With a mild frost the only real risk is locking in green seed, but that doesn’t appear to be a problem either.

“For the most part I would say that the majority of the crop has escaped any of that kind of damage,” said Jurke.

Alberta farmers were fortunate that the first frost was preceded by rain.

“It looks like that water on the pod buffered the majority of any damage we would typically see,” he said.

The crop had dried out by the time of the second frost, but again there was not much yield loss because the temperatures did not get low enough for long enough.

“For the most part we’re in pretty good shape,” said Jurke.

The one exception is late-seeded canola that were still green when the frost hit.

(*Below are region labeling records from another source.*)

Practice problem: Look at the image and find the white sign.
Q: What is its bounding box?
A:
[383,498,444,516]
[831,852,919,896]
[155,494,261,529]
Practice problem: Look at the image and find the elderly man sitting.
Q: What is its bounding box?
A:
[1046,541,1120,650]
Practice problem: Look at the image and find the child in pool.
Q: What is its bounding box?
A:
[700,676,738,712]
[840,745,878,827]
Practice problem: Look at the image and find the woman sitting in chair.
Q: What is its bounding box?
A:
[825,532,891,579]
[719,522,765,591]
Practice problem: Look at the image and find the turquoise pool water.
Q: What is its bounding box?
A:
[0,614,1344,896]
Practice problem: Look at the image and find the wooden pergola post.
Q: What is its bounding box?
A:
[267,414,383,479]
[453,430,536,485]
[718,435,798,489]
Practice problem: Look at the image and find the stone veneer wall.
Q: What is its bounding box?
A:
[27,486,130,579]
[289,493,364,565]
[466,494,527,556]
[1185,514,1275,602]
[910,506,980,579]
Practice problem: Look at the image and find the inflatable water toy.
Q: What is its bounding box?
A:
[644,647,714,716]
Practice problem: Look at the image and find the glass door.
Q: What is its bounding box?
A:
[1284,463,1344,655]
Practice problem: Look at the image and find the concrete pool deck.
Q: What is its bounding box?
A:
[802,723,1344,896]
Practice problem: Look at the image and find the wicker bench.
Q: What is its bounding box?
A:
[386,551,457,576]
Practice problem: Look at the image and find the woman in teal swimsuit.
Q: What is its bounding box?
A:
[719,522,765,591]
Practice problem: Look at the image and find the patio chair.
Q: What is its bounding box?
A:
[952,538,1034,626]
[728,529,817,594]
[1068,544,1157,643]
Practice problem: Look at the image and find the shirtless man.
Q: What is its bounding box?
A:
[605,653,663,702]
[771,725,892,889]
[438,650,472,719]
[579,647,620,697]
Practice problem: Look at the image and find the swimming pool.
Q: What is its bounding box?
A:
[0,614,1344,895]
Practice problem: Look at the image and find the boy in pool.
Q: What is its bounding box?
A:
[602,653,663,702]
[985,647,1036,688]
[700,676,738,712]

Crops that were hailed out and re-flowered late or ones that were re-seeded due to establishment issues were more vulnerable.

There should be good weather for the remainder of harvest right across the Prairies, according to AccuWeather.

“We’re looking at above normal temperatures for the entire region for the fall,” said senior meteorologist Brett Anderson.

Unfortunately, the warmth will be accompanied by dry conditions in the regions that desperately need to replenish soil moisture.

AccuWeather is forecasting above normal rainfall in the northern Prairies, near normal through central areas and below normal in extreme southern Alberta and the southern third of Saskatchewan and Manitoba.

“There’s no relief for those guys in the south,” said Anderson.

An El Nino weather system is starting to evolve but it will have no impact on conditions for the September through November period.

However, if it turns into a moderate El Nino by winter, then farmers can expect a mild winter in Western Canada and below normal snowfall, which would be more bad news for the drought regions.